Harmonic quadrilateral question

Question

Let $ABCD$ be a quadrilateral with $\angle A+\angle C=60$ and $|AB|.|CD|=|BC|.|AD|$.Show that $|AB|.CD|=|AC|.|BD|$

Answer 1

Take a point $E$ so that triangle $DCE$ is equilateral and is on the same half-plane with $ABCD$ with respect to the line $CD$. Now $AB\cdot CD = BC\cdot DA$ together with $CD = CE$ implies $$\frac{AB}{BC}=\frac{DA}{DC} = \frac{DA}{CE}.$$ This leads to $$\frac{AB}{AD}=\frac{CB}{CE}.$$ Now $\angle BCE =60^{\circ} - \angle BCD = \angle BAD$. Hence triangles $BAD$ and $BCE$ are similar. Thus $$\frac{AB}{CB}=\frac{AD}{CE}=\frac{BD}{BE}.$$ Moreover, $\angle ABD = \angle CBE$ from the similarity of the two latter triangles.
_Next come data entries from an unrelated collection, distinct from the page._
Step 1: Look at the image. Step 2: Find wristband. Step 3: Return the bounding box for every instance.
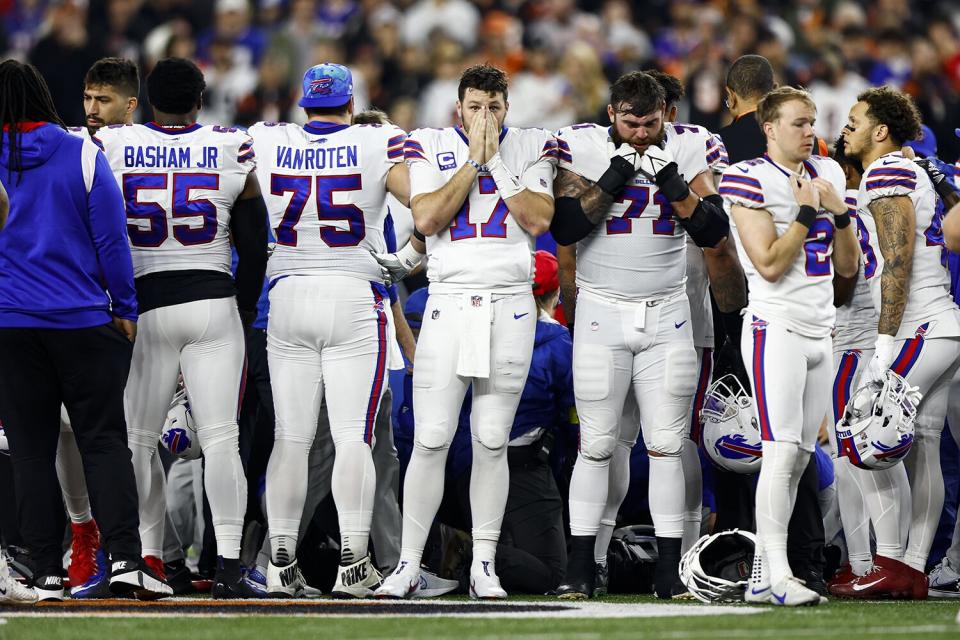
[797,204,817,229]
[487,152,523,200]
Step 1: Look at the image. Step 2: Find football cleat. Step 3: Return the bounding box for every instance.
[110,558,173,600]
[33,575,63,602]
[767,576,827,607]
[470,560,510,600]
[593,562,610,598]
[410,568,460,599]
[67,520,100,586]
[373,560,420,599]
[928,557,960,598]
[830,556,912,600]
[330,556,383,598]
[267,560,320,598]
[0,553,38,604]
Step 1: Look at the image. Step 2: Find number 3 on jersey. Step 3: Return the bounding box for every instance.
[270,173,366,247]
[450,176,510,240]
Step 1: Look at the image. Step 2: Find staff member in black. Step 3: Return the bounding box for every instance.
[0,60,171,600]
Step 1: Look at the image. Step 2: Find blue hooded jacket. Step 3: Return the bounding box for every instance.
[0,123,137,329]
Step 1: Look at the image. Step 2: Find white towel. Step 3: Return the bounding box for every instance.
[457,291,493,378]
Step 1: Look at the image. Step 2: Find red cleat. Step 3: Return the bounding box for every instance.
[143,556,167,582]
[67,519,100,587]
[830,556,926,600]
[827,563,857,593]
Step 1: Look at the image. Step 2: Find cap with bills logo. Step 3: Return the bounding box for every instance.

Therefore $\angle ABC = \angle DBE$. Combined with $\frac{AB}{CB}=\frac{BD}{BE}$, it implies that triangles $ABC$ and $DBE$ are similar. It follows from here that $$\frac{AB}{AC} = \frac{BD}{DE} = \frac{BD}{CD},$$ because $DE = CD$ since triangle $DCE$ is equilateral. Now cross-multiply the latter identity and obtain $AB \cdot CD = AC \cdot BD$.